En 2020, l’activité intégrera aussi les conséquences des élections municipales. Cette échéance pèse lourdement « sur les investissements des administrations », observe Frédéric Tallet, chef de la section Synthèse conjoncturelle à l’Insee. En moyenne, les investissements des collectivités locales représentent, depuis les années 1970, environ 2% du PIB, davantage que ceux des administrations publiques centrales. Mais cette activité varie en fonction des cycles électoraux, et en particulier celui des communes. Les années qui précèdent les élections municipales, « la production dans la construction augmente de 2 points de plus que le rythme annuel, tandis que le secteur embauche en moyenne 17 000 personnes de plus », peut-on lire dans la note de l’Insee. En revanche, à l’approche immédiate des élections, ce surcroît d’activité disparaît très rapidement. Le dynamisme ne revient qu’une année plus tard et atteint son plein régime à mi-mandat, c’est-à-dire, pour les élections qui viennent, en 2023.

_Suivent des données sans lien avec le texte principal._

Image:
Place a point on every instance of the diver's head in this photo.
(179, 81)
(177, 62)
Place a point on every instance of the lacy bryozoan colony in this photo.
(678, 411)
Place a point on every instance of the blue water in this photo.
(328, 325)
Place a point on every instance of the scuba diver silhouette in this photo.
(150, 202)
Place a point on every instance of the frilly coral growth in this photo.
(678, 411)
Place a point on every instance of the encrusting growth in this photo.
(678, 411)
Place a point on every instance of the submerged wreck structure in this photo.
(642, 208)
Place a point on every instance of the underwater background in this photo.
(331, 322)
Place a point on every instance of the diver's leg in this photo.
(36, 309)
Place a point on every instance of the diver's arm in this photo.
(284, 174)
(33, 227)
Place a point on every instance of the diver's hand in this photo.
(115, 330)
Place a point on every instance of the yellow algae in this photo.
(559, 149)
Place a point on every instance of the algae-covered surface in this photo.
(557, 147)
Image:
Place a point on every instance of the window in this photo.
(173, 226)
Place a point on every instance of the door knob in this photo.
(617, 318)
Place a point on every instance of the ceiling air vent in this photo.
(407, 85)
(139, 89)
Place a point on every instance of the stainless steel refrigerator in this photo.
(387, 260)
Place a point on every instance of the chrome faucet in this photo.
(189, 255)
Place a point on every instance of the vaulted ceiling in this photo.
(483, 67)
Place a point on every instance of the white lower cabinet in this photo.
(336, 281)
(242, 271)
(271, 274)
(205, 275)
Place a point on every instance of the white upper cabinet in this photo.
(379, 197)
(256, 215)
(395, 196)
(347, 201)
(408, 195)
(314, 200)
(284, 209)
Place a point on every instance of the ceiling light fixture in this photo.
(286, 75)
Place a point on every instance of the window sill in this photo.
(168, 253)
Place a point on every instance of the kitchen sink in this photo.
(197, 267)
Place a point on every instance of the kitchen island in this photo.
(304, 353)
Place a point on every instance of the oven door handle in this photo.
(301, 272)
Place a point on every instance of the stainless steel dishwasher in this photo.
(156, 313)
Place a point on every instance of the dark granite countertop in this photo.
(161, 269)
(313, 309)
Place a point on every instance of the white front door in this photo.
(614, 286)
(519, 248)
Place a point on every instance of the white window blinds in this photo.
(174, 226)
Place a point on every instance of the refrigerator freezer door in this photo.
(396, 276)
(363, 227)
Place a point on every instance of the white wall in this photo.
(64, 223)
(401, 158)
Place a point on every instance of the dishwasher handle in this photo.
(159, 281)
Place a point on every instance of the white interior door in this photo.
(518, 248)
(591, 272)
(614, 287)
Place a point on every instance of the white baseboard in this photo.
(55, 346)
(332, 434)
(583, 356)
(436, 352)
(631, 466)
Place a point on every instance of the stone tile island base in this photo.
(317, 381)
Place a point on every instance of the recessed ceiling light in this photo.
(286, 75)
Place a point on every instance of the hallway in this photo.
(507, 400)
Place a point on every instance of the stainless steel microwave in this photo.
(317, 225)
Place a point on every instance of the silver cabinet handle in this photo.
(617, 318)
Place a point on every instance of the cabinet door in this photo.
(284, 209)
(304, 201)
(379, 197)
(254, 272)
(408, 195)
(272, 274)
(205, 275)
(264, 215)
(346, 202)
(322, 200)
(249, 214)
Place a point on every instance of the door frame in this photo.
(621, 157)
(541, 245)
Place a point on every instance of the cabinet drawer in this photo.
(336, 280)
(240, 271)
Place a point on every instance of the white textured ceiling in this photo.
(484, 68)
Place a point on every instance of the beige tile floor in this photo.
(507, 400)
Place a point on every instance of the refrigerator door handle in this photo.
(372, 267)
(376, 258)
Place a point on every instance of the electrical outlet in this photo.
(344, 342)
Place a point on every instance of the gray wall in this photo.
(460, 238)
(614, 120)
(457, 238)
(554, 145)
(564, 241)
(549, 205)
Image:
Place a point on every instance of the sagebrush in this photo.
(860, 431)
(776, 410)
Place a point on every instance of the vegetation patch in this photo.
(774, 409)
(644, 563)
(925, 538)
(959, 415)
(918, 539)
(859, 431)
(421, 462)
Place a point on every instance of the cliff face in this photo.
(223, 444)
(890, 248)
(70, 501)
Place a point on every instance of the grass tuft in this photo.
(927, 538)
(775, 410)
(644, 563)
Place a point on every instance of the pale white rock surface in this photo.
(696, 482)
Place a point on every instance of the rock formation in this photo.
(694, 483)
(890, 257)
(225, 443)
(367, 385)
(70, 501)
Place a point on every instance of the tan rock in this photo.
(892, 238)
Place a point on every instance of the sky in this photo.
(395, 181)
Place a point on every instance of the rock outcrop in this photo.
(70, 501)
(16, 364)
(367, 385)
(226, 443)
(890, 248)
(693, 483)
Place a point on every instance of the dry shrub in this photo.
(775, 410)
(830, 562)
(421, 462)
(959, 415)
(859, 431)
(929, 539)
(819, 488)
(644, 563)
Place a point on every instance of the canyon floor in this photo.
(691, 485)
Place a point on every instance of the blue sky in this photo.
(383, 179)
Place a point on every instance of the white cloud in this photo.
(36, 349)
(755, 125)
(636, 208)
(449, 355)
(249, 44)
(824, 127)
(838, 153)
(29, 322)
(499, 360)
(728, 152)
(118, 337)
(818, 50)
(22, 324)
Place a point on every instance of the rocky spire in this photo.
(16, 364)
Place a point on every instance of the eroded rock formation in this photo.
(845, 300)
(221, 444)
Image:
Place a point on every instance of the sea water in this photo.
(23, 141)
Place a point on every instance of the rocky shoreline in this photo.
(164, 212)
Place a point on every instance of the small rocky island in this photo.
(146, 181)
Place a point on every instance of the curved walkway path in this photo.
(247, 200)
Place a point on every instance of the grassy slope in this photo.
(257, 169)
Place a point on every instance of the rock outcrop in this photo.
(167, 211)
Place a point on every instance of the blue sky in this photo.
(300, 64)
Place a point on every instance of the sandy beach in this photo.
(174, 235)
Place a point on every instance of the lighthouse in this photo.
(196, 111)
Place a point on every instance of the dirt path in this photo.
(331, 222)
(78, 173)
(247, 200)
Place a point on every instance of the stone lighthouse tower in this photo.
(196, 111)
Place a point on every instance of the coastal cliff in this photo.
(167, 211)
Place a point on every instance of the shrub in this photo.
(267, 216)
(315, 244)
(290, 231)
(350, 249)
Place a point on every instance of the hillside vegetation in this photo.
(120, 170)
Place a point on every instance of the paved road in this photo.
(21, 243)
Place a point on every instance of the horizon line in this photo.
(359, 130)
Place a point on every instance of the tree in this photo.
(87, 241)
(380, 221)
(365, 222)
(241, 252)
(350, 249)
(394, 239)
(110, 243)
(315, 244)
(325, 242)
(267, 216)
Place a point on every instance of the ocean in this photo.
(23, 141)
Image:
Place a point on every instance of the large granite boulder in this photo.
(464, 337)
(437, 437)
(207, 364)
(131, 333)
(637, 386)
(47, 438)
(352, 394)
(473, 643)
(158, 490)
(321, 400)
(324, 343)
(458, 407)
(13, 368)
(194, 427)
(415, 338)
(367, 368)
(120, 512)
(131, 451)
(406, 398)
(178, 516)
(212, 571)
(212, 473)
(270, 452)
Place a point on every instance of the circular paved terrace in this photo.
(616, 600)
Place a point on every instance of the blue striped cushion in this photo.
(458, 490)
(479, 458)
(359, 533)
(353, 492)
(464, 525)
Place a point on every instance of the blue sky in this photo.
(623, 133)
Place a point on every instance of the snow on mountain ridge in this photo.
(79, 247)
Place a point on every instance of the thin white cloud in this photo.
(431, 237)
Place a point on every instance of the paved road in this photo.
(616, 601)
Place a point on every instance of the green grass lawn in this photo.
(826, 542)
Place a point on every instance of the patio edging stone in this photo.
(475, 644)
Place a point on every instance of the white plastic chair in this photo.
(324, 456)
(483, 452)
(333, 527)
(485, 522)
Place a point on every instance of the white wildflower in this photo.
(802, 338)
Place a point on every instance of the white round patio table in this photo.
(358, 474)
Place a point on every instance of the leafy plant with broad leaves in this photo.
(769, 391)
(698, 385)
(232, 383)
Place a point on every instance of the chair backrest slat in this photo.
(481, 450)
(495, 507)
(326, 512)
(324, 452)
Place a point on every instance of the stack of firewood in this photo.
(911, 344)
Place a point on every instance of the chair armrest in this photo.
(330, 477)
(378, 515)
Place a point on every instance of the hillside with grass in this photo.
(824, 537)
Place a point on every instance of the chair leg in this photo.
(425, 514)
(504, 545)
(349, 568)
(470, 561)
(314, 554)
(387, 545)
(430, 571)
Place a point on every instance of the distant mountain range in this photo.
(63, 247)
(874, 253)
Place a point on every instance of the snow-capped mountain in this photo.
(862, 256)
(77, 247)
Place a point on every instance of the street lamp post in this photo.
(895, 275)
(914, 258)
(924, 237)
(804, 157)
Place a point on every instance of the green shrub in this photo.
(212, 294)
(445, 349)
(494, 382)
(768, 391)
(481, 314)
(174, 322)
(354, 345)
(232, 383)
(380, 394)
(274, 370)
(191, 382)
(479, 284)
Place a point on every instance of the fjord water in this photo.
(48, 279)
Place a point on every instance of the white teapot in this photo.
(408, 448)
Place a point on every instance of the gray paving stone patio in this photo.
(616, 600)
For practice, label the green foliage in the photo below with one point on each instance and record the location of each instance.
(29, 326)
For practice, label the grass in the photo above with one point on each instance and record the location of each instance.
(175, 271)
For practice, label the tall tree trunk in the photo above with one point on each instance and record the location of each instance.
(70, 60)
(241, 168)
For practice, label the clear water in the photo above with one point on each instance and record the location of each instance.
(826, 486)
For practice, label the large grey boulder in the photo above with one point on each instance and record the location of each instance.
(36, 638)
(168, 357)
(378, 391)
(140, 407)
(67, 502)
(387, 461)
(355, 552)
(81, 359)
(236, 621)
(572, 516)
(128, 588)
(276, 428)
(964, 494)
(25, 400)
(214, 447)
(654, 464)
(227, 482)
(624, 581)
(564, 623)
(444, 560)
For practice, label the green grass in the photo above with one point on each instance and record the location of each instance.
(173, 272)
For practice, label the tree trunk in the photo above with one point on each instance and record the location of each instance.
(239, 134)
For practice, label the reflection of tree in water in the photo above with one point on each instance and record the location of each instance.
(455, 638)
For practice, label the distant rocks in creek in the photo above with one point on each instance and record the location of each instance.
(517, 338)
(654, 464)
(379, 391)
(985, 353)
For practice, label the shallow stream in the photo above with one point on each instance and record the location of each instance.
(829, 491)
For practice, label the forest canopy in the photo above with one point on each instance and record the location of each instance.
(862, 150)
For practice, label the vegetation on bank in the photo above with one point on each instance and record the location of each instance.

Tous ces indicateurs permettent à l’Insee de prévoir une nouvelle baisse du taux de chômage, qui se fixerait à 8,2% au printemps. Mais cette lente décrue s’accompagne d’importantes pénuries de main d’œuvre, notamment dans le secteur de la construction. « Mi-2019, la proportion d’entreprises signalant une pénurie est au plus haut », indique l’Insee. On retrouve un lien entre baisse du chômage et main d’œuvre manquante dans tous les pays riches. Mais en France, il est observé dès que le taux de chômage descend au-dessous de 10%. La croissance ne suffit manifestement pas à garantir un emploi qui convienne à chacun.